By David Hurst, dhurst@altoonamirror.com
POSTED: November 1, 2007

CLEARFIELD — The Patton woman blamed for running down a Mahaffey woman and her granddaughter in a grisly Route 36 accident appeared to be high and told responders at the scene she was on her way home from a methadone clinic, a state trooper testified Wednesday.

Despite claims from her defense attorney at a preliminary hearing that prosecutors showed no proof that Bobbi Joe Morgan struck the Mahaffey pair, District Judge James Hawkins bound her charges to court, meaning she will face trial on vehicular manslaughter and a long list of other counts.
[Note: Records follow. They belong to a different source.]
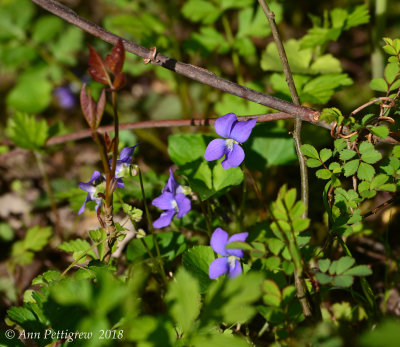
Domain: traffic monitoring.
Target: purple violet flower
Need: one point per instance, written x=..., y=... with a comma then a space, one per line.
x=92, y=188
x=172, y=201
x=228, y=263
x=123, y=164
x=234, y=132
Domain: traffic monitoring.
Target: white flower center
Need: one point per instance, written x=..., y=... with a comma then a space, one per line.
x=229, y=144
x=174, y=205
x=231, y=261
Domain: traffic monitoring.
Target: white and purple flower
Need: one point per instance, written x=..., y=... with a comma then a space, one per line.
x=93, y=187
x=234, y=132
x=229, y=262
x=173, y=201
x=122, y=168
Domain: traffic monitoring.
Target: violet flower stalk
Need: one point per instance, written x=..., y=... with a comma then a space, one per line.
x=122, y=168
x=173, y=201
x=234, y=132
x=229, y=262
x=93, y=187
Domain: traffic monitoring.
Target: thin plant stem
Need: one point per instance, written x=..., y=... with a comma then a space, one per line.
x=150, y=223
x=191, y=71
x=308, y=310
x=49, y=191
x=367, y=290
x=295, y=98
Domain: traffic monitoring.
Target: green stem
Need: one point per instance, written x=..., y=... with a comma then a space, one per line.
x=49, y=191
x=150, y=223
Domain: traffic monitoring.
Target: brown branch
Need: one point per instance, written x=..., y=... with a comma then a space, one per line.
x=82, y=134
x=191, y=71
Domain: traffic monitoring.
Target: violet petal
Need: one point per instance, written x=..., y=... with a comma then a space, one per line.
x=218, y=241
x=218, y=268
x=223, y=125
x=215, y=150
x=241, y=130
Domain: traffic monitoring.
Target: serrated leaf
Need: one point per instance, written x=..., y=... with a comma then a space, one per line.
x=368, y=153
x=324, y=264
x=343, y=264
x=365, y=172
x=309, y=151
x=359, y=16
x=323, y=174
x=183, y=298
x=347, y=154
x=379, y=180
x=378, y=84
x=381, y=131
x=350, y=168
x=323, y=278
x=325, y=154
x=359, y=270
x=200, y=11
x=343, y=281
x=197, y=261
x=312, y=163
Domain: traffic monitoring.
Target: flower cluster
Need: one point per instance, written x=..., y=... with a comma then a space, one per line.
x=173, y=201
x=229, y=262
x=95, y=184
x=234, y=132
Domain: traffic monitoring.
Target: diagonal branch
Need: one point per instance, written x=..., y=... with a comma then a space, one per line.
x=191, y=71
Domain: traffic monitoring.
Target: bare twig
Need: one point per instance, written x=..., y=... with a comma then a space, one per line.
x=191, y=71
x=295, y=98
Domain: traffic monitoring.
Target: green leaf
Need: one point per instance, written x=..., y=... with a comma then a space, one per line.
x=272, y=294
x=350, y=168
x=347, y=154
x=365, y=172
x=368, y=153
x=392, y=72
x=359, y=16
x=309, y=151
x=183, y=299
x=171, y=244
x=378, y=84
x=200, y=11
x=379, y=180
x=217, y=340
x=299, y=59
x=323, y=278
x=77, y=247
x=323, y=174
x=381, y=131
x=196, y=261
x=224, y=178
x=324, y=264
x=343, y=281
x=343, y=264
x=253, y=24
x=359, y=270
x=325, y=154
x=231, y=300
x=320, y=89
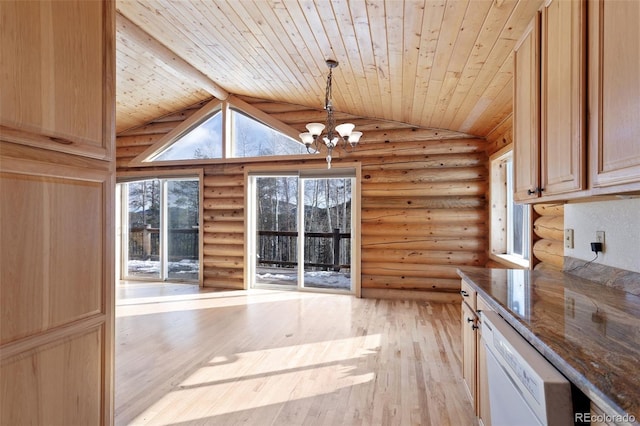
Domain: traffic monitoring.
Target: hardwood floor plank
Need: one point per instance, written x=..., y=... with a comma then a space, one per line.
x=192, y=356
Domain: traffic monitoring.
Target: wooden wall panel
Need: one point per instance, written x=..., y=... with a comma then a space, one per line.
x=423, y=205
x=39, y=387
x=58, y=285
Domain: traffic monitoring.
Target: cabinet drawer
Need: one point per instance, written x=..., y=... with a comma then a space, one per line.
x=468, y=294
x=481, y=305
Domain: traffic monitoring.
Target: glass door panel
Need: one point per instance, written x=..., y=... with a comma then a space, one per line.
x=142, y=258
x=182, y=199
x=327, y=237
x=276, y=231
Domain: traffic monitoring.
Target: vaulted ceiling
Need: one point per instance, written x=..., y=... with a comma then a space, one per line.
x=430, y=63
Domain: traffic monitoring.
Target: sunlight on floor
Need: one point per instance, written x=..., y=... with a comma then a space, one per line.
x=170, y=302
x=320, y=368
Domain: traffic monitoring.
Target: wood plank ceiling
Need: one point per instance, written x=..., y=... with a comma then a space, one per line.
x=431, y=63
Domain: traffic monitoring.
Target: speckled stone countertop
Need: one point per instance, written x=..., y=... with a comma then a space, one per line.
x=589, y=332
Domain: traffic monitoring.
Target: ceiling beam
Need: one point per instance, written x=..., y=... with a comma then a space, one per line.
x=162, y=53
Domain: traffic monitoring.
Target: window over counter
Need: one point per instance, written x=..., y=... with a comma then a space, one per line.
x=510, y=239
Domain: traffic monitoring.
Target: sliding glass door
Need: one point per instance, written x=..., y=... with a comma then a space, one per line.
x=276, y=231
x=161, y=238
x=280, y=255
x=327, y=236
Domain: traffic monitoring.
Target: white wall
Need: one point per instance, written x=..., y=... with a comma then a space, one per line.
x=620, y=219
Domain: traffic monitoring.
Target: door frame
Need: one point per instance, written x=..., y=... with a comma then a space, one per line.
x=294, y=170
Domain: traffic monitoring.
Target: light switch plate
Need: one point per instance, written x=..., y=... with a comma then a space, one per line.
x=568, y=238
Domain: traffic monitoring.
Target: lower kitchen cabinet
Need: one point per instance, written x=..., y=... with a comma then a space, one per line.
x=474, y=371
x=469, y=348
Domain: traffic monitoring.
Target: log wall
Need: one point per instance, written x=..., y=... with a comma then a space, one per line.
x=548, y=249
x=423, y=204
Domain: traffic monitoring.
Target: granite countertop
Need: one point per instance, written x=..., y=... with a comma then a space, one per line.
x=589, y=332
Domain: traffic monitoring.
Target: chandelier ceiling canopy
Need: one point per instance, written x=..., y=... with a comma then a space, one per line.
x=341, y=136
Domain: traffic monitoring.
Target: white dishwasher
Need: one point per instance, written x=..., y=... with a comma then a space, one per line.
x=524, y=388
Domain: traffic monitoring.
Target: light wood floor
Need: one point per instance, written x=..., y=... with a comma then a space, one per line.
x=186, y=356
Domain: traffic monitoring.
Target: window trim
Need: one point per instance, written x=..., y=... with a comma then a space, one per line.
x=498, y=229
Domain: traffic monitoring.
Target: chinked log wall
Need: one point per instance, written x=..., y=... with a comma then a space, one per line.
x=548, y=225
x=423, y=204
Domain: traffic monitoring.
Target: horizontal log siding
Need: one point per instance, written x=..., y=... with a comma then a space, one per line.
x=423, y=205
x=549, y=228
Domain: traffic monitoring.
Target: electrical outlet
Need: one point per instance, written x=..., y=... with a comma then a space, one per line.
x=568, y=238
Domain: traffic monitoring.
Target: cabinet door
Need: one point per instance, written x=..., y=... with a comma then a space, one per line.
x=563, y=139
x=57, y=84
x=469, y=342
x=614, y=92
x=484, y=409
x=526, y=113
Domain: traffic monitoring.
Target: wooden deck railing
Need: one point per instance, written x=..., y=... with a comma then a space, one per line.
x=336, y=236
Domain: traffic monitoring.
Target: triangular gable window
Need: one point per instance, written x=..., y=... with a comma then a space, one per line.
x=249, y=133
x=251, y=138
x=201, y=142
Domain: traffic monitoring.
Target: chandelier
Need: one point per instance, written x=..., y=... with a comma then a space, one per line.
x=341, y=136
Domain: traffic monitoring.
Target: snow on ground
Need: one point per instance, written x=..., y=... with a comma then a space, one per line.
x=318, y=279
x=188, y=269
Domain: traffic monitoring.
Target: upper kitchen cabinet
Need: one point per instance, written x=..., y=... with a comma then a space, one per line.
x=526, y=111
x=562, y=135
x=55, y=83
x=549, y=104
x=614, y=96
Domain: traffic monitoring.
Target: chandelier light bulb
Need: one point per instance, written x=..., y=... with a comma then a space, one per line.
x=345, y=129
x=315, y=129
x=342, y=135
x=307, y=138
x=355, y=138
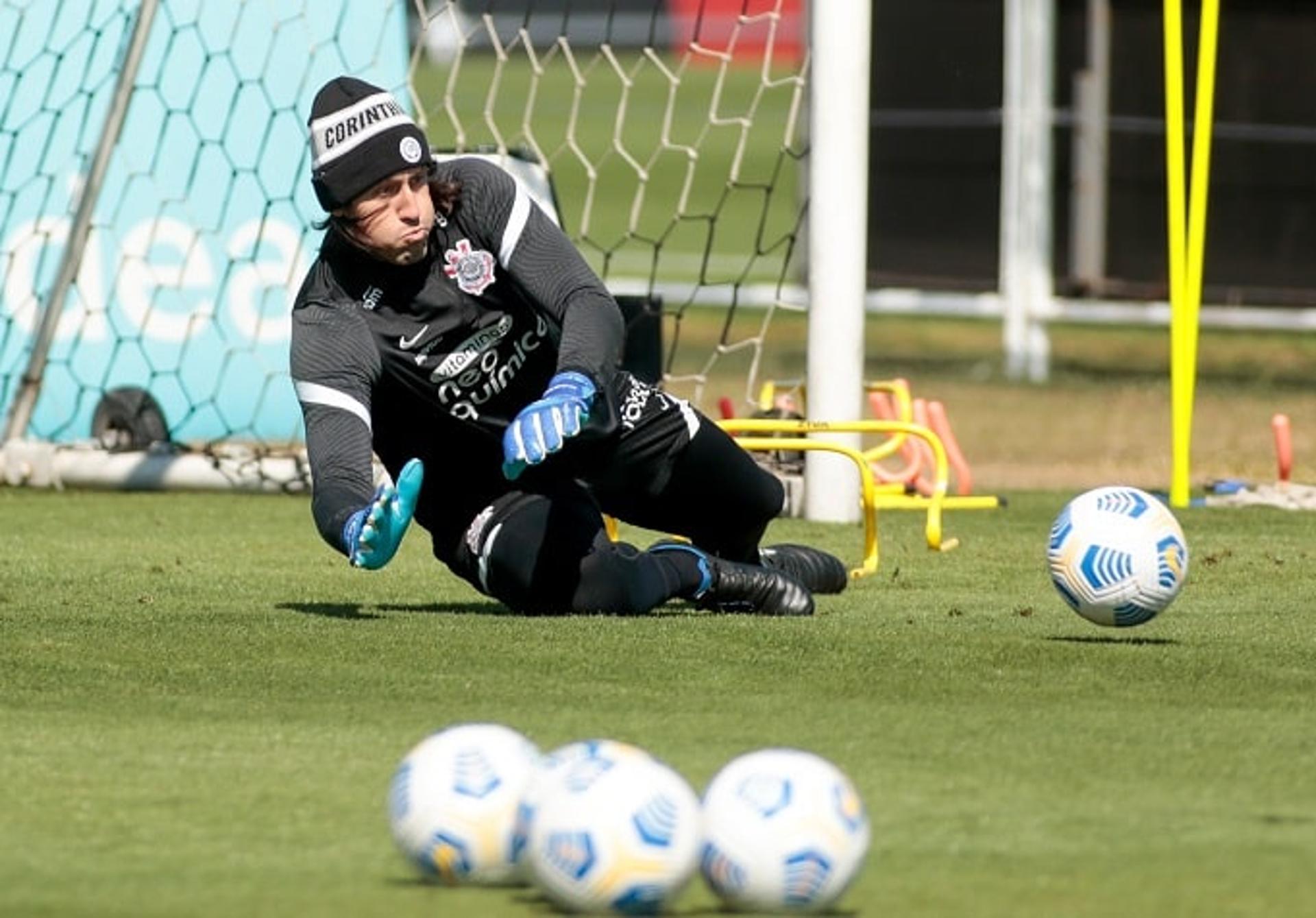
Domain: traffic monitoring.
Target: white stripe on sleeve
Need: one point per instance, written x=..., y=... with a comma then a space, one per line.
x=515, y=224
x=313, y=393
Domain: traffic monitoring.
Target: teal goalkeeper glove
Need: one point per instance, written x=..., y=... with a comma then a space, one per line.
x=373, y=534
x=544, y=427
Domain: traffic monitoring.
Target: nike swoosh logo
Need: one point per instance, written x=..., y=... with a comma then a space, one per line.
x=409, y=343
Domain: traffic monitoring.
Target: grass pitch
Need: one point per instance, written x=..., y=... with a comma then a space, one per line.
x=200, y=708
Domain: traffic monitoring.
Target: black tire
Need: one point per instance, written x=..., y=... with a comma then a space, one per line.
x=128, y=419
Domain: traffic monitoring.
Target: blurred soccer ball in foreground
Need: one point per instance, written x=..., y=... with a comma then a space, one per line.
x=785, y=832
x=615, y=833
x=1118, y=556
x=454, y=799
x=573, y=762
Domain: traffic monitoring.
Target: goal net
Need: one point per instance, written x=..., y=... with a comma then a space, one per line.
x=157, y=217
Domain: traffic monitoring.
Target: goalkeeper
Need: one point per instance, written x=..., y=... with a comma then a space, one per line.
x=449, y=327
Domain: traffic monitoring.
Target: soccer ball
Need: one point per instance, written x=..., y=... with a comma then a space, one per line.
x=613, y=833
x=453, y=802
x=785, y=832
x=1118, y=556
x=574, y=762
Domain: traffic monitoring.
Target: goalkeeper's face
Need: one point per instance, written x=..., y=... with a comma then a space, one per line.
x=391, y=220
The decision came after prosecutors introduced a handful of witnesses at the scene, many of them responders, who tried to save Bertha Kitchen, 63, and her 3-year-old granddaughter, Samantha.

“All I could see was blood,” said Vicki Hullihen of Mahaffey, after testifying she went to help and saw the girl’s body 25 to 30 feet from the roadway.

Coroners from Jefferson and Clearfield counties pronounced the pair dead from blunt force trauma due to a motor vehicle accident.

Police say Morgan, 22, of Patton was heading south on the highway but veered off, hitting the pair and then traveling through yards and into a wooden fence.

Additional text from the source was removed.